Segundo Djalma Guimarães, economista responsável pela pesquisa, a inflação possui o efeito imediato na redução do poder de compra dos indivíduos, bem como as políticas de combate a inflação, geralmente tem impacto no encarecimento do crédito, ou seja, maior dificuldade para o consumidor realizar seus desejos de consumo. “na atual conjuntura uma trajetória de crescimento para os próximos meses depende dos desdobramentos da Crise americana e da Zona do Euro e seu impacto na economia brasileira e conseqüentemente no emprego e na renda dos recifenses”, lembra.

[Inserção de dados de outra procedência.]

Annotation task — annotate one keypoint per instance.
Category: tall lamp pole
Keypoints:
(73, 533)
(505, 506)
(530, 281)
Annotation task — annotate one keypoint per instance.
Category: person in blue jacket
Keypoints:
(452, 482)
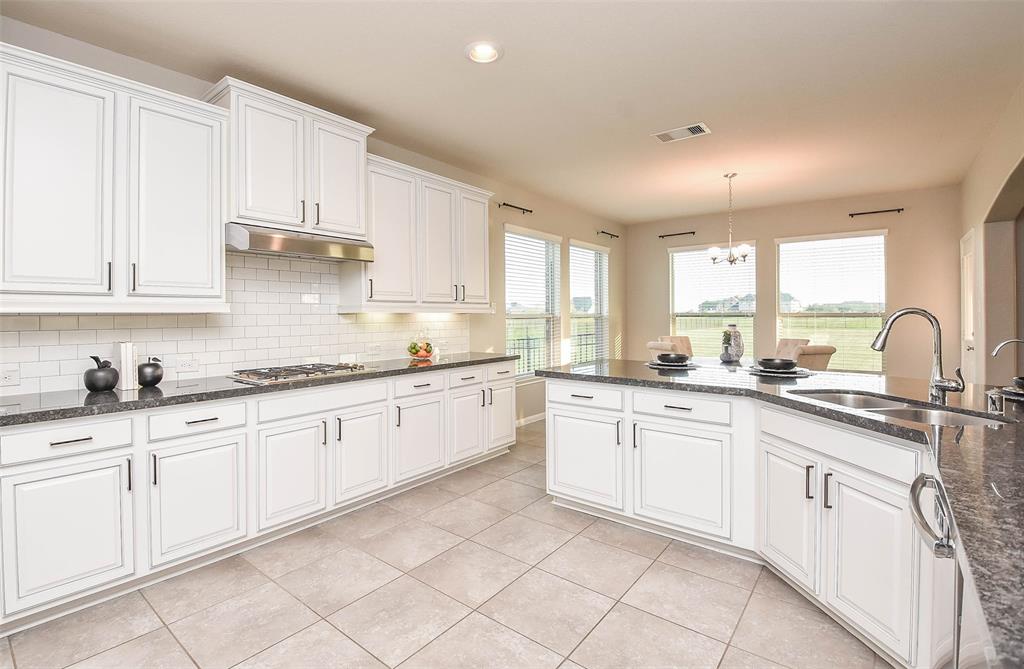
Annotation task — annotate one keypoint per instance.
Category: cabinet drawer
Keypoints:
(683, 406)
(419, 383)
(502, 371)
(468, 376)
(585, 395)
(65, 441)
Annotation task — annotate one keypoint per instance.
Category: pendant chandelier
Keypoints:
(735, 253)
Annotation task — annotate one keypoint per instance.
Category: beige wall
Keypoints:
(922, 265)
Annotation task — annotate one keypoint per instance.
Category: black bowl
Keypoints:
(776, 364)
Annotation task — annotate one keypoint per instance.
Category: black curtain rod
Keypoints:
(877, 211)
(522, 209)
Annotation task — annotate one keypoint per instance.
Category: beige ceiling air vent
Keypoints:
(685, 132)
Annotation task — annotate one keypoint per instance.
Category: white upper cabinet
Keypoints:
(292, 165)
(74, 138)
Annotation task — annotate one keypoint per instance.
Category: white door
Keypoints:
(359, 454)
(466, 423)
(392, 275)
(270, 167)
(419, 437)
(174, 208)
(197, 497)
(501, 415)
(66, 531)
(788, 530)
(683, 476)
(585, 459)
(339, 161)
(473, 249)
(439, 281)
(57, 186)
(291, 471)
(870, 555)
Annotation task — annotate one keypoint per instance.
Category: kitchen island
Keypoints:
(743, 445)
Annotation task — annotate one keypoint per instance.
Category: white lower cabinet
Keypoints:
(197, 497)
(359, 452)
(66, 530)
(683, 475)
(419, 436)
(292, 470)
(585, 459)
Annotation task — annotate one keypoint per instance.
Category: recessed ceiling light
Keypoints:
(483, 51)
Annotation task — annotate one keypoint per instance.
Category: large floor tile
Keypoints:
(470, 573)
(315, 646)
(363, 524)
(193, 591)
(694, 601)
(549, 610)
(522, 538)
(628, 637)
(546, 511)
(478, 641)
(397, 620)
(158, 650)
(291, 552)
(622, 536)
(798, 636)
(599, 567)
(226, 633)
(508, 495)
(420, 499)
(465, 482)
(337, 580)
(465, 516)
(409, 545)
(84, 633)
(718, 566)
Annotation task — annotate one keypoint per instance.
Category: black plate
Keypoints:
(776, 364)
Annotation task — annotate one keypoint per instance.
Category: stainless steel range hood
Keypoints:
(254, 239)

Na avaliação do economista, esse dado da pesquisa também pode ser avaliada da seguinte forma: os consumidores podem estar postergando suas compras a espera do décimo terceiro salário e de melhores condições de compra no final de ano; e alguns consumidores podem estar aguardando melhores condições de compras trazidas por uma possível política econômica de combate a crise econômica. Pois caso a política seja semelhante a utilizada na crise econômica de 2008-2009, a redução de impostos e facilidade de crédito, devem tornar o consumo de duráveis mais atraente.

PESQUISA – A pesquisa foi realizada nos dias 04 e 05 de agosto, num universo de 807 moradores do Recife. O número de entrevistas foi estabelecido com base em uma amostragem aleatória simples com um nível estimado de 95% de confiança e uma margem de erro estimada de 3,5%. A amostra foi selecionada a partir de um plano de amostragem estratificada de conglomerados em dois estágios. No primeiro estágio foram sorteados os setores censitários e em seguida é selecionado um número fixo de pessoas segundo cotas amostrais das variáveis sexo e faixa etária.

Dentro dessa amostragem de 807 pessoas, 45,1% foram do sexo masculino e 54,9% do sexo feminino, com faixa etária entre 16 até mais de 60 anos. Desse total, 39,1% tem renda individual até dois salários mínimos. Sendo que 32,5% se declararam funcionários com carteira assinada e 19,2% autônomos, 15,6% empregados sem carteira assinada, e 13,5% aposentados. A pesquisa entrevistou pessoas de todas as classes sociais, sendo que 68,8% se concentram nas classes C e D.